Blakely filed a false campaign report that read that his campaign paid Red Brick Strategies $7,500 but he actually paid them $3,500 and the remainder ($4,000) went to his bank account.

He defended his actions when he testified that he had a surplus in his campaign account and that he informed Plunk that he would pay the final invoices for October and November. Blakely stated that it was not until after he sent the $7,500 check that Willis told him that he was “getting a rebate back.”

Blakely claimed that the check did “in fact” go to Red Brick “way before the 14th” and claimed he told his treasurer, Thomas Watkins, that he was putting money in his personal account because he was concerned that the check would no longer be good if he waited until he saw his treasurer again. Watkins testified that he never had a conversation with Blakely about the $4,000 check from Red Brick.

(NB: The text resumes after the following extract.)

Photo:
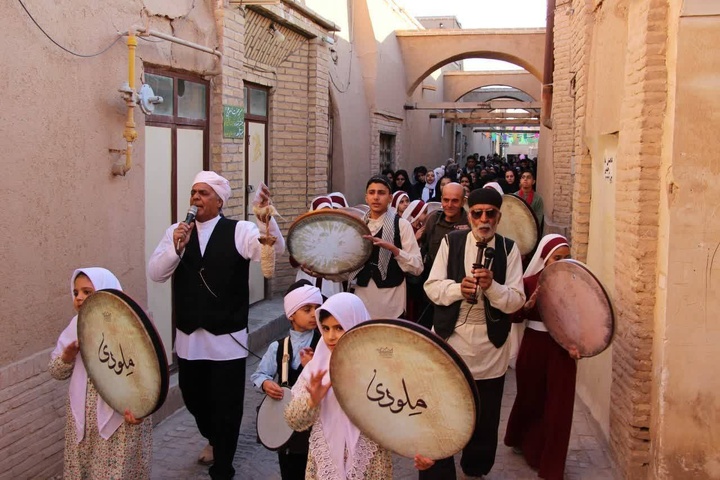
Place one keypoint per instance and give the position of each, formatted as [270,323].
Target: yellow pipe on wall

The State submitted evidence that Plunk paid the October invoice on Oct, 14 just two days after he received it. This trumped Blakely’s claim that the $7,500 check was written “way before the 14th” because the State proved that the preceding check number from that account was dated Nov. 13.

Count 13: Use of Official Position or Office for Personal Gain

Blakely’s office was down the hall from the Limestone County jail-accountant clerk, Ramona Robinson. In her office, there was a safe that held the money belonging to inmates (the money on an inmate’s person when they were booked or cash/money orders dropped off by inmate family/friends) and held between $3,000 to $12,000.

Inmates were allowed to only have $1 bills. This required Robinson to go to the bank 2-3 times a week to exchange larger bills for $1 bills. Twice a week inmates were allowed $40 from the safe (this was for snacks, drinks, etc.) this required Robinson to have $1,500 to $2,200 in $1 bills.

Robinson tracked the balance with a QuickBooks account that she regularly updated. Robinson said that Blakely regularly took $300 to $600 from the safe, this made her always have “money for the sheriff.”

She stated that on rare occasions she and other employees cashed checks out of the safe in amounts of $10 - $40. She always took those checks to the bank on her next visit. She said this was different with Blakely as he collected 13x - 15x as much money from the safe but instead of replacing the money Blakely would tell Robinson to put an “IOU” in the safe with his dispatch call sign.

He did this often, sometimes she had multiple IOUs in the safe(these were NOT documented in the QuickBooks account). Instead, she gave him “credit” for his withdrawals so that the QuickBooks numbers added up. Eventually, Blakely would bring a personal check but Robinson did not take it to the bank immediately because “The Sheriff asked me to hold the check.”

Her reasoning for complying was that she was worried about what would happen to her job if his check bounced. She would either way for his say-so or ask permission. This was one of the reasons why she left the job after being there for 13 years.

In evidence Blakely wrote 19 checks totaling $29,950, Robinson held these checks for a combined 271 days.


In this closing argument of the answer and motion, the state deemed all of Blakley’s claims to be insufficiently pleased, factually and legally meritless and could have been raised during trial and raised on appeal.